Yefim sighed. “You too smart not to know we know more than we say we know.”

It took me a second to catch up to that sentence. “We?”

“Me,” he said. “Pavel. We. You part of something, my friend, something you not supposed to understand yet.”

“Really?”

“True. I’m playing her game, you play mine. Bring doctor.”

“Why?”

“I want to deliver message to him in person.”

“Mmmm,” I said. “Not so sure I like that.”

“Don’t worry, guy, I’m not going to hurt him. I need him. I just want to tell him personally how much I would like to see him back on the job. You bring him.”

“I’ll ask him.”

“Ho-kay,” Yefim said. “I see you soon.” He hung up.

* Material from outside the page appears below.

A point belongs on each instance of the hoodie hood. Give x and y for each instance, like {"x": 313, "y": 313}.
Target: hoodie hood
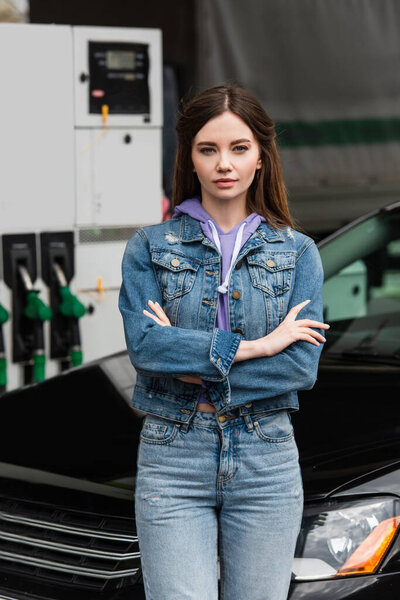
{"x": 228, "y": 243}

Dre returned the cross to its hiding place beneath his pullover but not before I got a look at it. If I’d passed it in an antique shop, I would have guessed the price at fifty dollars, no more. It was black onyx, fashioned in the Russian Orthodox style, with Latin inscriptions carved into the top and bottom of the face. In the center was etched another cross along with a spear and a sponge above a small rise that I presumed represented Golgotha.

“Doesn’t seem worth a bunch of dead people through the ages, does it?” Dre said before slipping it under his collar.

“Most of the things that people kill for don’t.”

“To the assholes doing the killing they do.”

I held out my hand. “Why don’t you give it to me?”

He gave me a smile that was all teeth. “Fuck you.”

“No, really.”

“No, really.” He bugged his eyes at me.

“Seriously,” I said. “I’ll take it and I’ll do the swap. No need for you to risk your ass out there with these kinds of people. It’s not your thing, Dre.”

His smile widened. “You might have everyone else buying your good-guy bullshit, but you’re no different than anyone else. You get a chance to hold this in your hand? This artifact worth, I dunno, what van Goghs are worth? You’ll think about doing the right thing, but then you’ll just keep driving until you can find someone to fence it.”